Why You Should Watch

Scarlett Johansson carries the film through a transformation that strips away everything human. She starts as a frightened woman crying in a cell. By the end she speaks without feeling and sees the world as pure information. That shift is unsettling and Johansson plays it without flinching. The scene where she calls her mother while still aware enough to feel is the most powerful in the film.
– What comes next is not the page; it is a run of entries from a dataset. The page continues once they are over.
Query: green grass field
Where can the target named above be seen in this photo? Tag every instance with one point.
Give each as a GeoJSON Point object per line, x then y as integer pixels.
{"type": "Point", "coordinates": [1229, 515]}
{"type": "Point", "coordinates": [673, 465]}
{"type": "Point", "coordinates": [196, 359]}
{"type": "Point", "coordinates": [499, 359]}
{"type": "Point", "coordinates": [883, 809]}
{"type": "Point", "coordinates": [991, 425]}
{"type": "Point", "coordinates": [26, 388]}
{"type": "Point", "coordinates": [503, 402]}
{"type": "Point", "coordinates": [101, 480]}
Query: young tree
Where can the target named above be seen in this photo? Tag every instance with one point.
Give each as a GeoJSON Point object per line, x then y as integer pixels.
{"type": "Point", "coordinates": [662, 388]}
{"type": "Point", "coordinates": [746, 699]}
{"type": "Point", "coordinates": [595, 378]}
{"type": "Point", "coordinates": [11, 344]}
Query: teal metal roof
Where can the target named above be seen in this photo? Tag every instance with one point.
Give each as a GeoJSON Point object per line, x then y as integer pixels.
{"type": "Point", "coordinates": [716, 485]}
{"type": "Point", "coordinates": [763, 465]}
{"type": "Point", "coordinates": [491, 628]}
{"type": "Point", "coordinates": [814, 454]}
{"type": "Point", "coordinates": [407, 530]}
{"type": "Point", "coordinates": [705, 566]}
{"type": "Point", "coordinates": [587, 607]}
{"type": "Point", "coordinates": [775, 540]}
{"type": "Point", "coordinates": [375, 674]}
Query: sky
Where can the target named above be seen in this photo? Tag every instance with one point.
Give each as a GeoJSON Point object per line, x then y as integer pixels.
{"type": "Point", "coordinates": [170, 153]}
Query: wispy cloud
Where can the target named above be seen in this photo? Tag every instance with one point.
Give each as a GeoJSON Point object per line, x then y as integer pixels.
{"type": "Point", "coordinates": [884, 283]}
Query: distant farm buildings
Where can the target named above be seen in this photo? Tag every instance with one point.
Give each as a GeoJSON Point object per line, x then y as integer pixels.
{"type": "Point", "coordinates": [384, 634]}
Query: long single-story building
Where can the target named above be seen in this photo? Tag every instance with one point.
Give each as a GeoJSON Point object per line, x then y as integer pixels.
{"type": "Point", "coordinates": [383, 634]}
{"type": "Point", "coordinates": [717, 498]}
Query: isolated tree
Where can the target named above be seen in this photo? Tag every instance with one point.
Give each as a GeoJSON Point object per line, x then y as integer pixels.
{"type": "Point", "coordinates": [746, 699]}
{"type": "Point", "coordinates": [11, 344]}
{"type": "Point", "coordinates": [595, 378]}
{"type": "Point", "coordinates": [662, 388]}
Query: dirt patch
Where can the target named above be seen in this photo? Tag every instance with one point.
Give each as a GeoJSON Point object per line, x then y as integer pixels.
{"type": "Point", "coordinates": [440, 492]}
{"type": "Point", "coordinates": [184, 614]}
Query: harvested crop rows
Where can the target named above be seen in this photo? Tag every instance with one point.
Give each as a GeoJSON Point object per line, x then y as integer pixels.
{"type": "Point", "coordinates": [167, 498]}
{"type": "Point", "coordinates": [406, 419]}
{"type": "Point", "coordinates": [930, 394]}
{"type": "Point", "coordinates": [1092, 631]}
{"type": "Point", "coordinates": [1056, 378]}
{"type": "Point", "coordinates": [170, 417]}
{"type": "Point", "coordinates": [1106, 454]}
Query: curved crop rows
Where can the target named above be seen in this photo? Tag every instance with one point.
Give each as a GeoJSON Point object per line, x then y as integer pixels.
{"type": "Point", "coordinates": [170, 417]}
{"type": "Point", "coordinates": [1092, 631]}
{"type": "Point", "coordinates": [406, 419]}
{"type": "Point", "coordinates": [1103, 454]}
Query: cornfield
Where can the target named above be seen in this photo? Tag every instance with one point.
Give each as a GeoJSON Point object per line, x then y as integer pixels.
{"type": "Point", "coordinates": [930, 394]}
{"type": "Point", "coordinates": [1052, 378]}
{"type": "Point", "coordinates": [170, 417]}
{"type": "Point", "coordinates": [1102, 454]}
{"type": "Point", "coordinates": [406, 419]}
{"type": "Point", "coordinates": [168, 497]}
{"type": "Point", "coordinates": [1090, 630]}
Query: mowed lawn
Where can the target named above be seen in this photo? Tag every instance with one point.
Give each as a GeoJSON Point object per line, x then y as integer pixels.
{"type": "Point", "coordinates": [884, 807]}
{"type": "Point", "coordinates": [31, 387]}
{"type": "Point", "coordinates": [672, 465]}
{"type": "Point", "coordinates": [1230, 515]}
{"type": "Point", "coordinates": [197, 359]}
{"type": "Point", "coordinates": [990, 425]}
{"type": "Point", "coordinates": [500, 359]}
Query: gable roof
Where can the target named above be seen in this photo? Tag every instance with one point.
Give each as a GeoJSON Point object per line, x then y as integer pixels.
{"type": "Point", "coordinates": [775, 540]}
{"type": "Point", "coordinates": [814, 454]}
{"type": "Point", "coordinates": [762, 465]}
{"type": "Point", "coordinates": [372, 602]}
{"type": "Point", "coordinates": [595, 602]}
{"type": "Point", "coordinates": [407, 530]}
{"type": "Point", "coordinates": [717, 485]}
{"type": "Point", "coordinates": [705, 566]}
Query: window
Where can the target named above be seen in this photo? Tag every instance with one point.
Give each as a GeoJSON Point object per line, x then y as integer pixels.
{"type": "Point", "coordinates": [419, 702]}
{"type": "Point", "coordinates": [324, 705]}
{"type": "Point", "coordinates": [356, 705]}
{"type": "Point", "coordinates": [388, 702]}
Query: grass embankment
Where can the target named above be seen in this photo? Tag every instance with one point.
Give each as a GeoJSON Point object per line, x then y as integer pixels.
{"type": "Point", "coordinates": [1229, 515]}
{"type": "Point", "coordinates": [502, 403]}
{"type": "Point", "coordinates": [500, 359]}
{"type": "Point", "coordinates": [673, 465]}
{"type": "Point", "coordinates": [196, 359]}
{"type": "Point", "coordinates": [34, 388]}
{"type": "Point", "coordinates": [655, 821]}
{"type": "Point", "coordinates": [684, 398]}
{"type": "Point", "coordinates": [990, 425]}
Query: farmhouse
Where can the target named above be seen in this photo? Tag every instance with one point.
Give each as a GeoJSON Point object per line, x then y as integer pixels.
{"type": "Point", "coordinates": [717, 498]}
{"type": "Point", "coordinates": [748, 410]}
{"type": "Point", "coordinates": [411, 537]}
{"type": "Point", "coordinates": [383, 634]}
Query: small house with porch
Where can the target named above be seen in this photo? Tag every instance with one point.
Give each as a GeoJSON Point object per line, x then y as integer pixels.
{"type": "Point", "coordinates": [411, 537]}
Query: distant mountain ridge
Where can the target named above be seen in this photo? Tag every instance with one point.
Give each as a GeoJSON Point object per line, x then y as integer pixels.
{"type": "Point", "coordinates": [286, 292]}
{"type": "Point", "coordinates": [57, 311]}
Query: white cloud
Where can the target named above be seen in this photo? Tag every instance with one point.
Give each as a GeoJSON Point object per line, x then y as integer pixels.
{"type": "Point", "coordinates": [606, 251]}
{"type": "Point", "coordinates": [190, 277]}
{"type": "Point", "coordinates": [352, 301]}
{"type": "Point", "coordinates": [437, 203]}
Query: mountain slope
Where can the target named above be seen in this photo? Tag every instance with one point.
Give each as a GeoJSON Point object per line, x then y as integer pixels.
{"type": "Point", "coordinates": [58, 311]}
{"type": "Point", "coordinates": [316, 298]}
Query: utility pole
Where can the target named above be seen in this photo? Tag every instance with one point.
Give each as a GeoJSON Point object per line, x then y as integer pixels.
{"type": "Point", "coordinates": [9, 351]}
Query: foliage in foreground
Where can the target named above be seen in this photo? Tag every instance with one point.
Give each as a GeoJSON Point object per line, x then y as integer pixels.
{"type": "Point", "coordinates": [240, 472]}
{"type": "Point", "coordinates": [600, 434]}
Luc Besson moves fast. The film wastes nothing in its 89 minutes. The action hits hard and the science fiction ideas come thick. The premise, that humans use only ten per cent of their brain, is not true, but the film does not care. It uses the idea as a launch pad and commits fully. Morgan Freeman lends gravity to the science. Choi Min-sik brings menace to the villain. The final act reaches for something bigger than an action film usually attempts, and whether it lands depends on the viewer.

Favourite Quote

"We never really die."

Lucy says this as her transformation nears its end. She has moved beyond fear, beyond pain, beyond the body itself. The line is calm and strange. It sits between science and something older. Whether you find comfort or coldness in it depends on what you bring to the film.

Takeaway

Knowledge without feeling is not wisdom. The film teaches that power beyond human limits comes at a human cost. The more Lucy gains, the more she loses of herself. Fear can push a person further than ambition ever could. And the question of what we would do with everything, if we could have it, is worth asking even when the answer frightens us.